You don't really believe that anymore. Damn it get out of my head.

"But clearly you were a mistake." Jack had begun pacing back and forth, but at that, spun on a dime, staring me down, jabbing an accusing finger at me. Admittedly, that didn't come out as I meant.

"Fuck you, bitch! Maybe-"

"I. Said. Enough. Both of you. Shut the fuck up. And listen," Shepard demanded. "You two want to keep hating each other, fine. But in case you've forgotten, there's only a few billion lives on the line with this mission. So, unless you both want to find your asses booted off of my ship, unless you don't want to do some goddamn good for this galaxy, be adults, and put it the fuck aside. You don't have to talk to each other, you don't even have to look at each other. But so long as you are on my ship, so long as you are a member of my team, you won't be trying to kill each other. I am running a military ship here, not a fucking kindergarten. Do I make myself clear?!" he ended with a shout.

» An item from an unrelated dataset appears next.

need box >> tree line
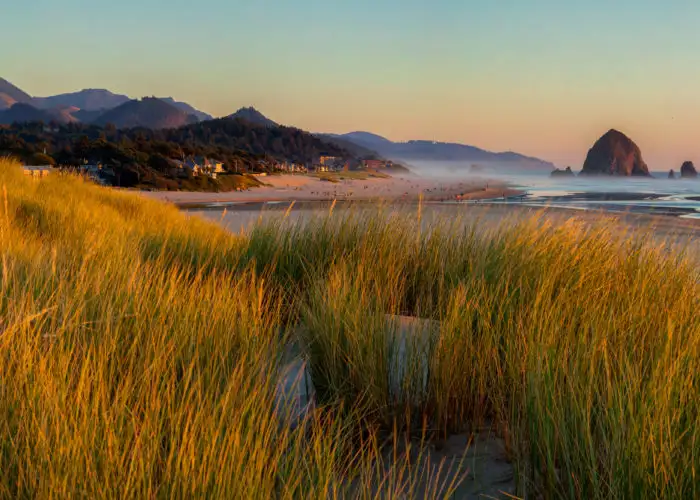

"Sir, yes sir," I answered.

"Fine," Jack.

"That is not the proper response to your Commanding Officer, Jack. Try again." Jack twitched, angry.

"Sir. Yes. Sir." She managed.

"Good. Now get the fuck out. I'll deal with you later." Jack stormed out of my office as I remained in place. The door closed behind Shepard and he pinched the bridge of his nose, sighing. "I don't care that Jack initiated this. I'm still fucking pissed. At you and her. Tell me what the hell this was about." I took a deep breath, looking down as I returned to my seat at my desk.

"Niket. She came in, taunting me about how she could show mercy. But I couldn't. Throwing my own words towards her back at me."

"And?"

"And… it just so happened a lot of what she's said is rather similar to the thoughts that have been running through my head."

Shepard relaxed, but only ever so slightly.

"I can't say you don't deserve it, Miranda. Not for that. But it wasn't right of Jack, nor her place. Lock your door, and keep thinking hard about it, about yourself. We're en route to see if Jacob's father is still alive. Maybe call him down to chat. I figure he was your moral compass anyways." Without anything more, Shepard turned and left.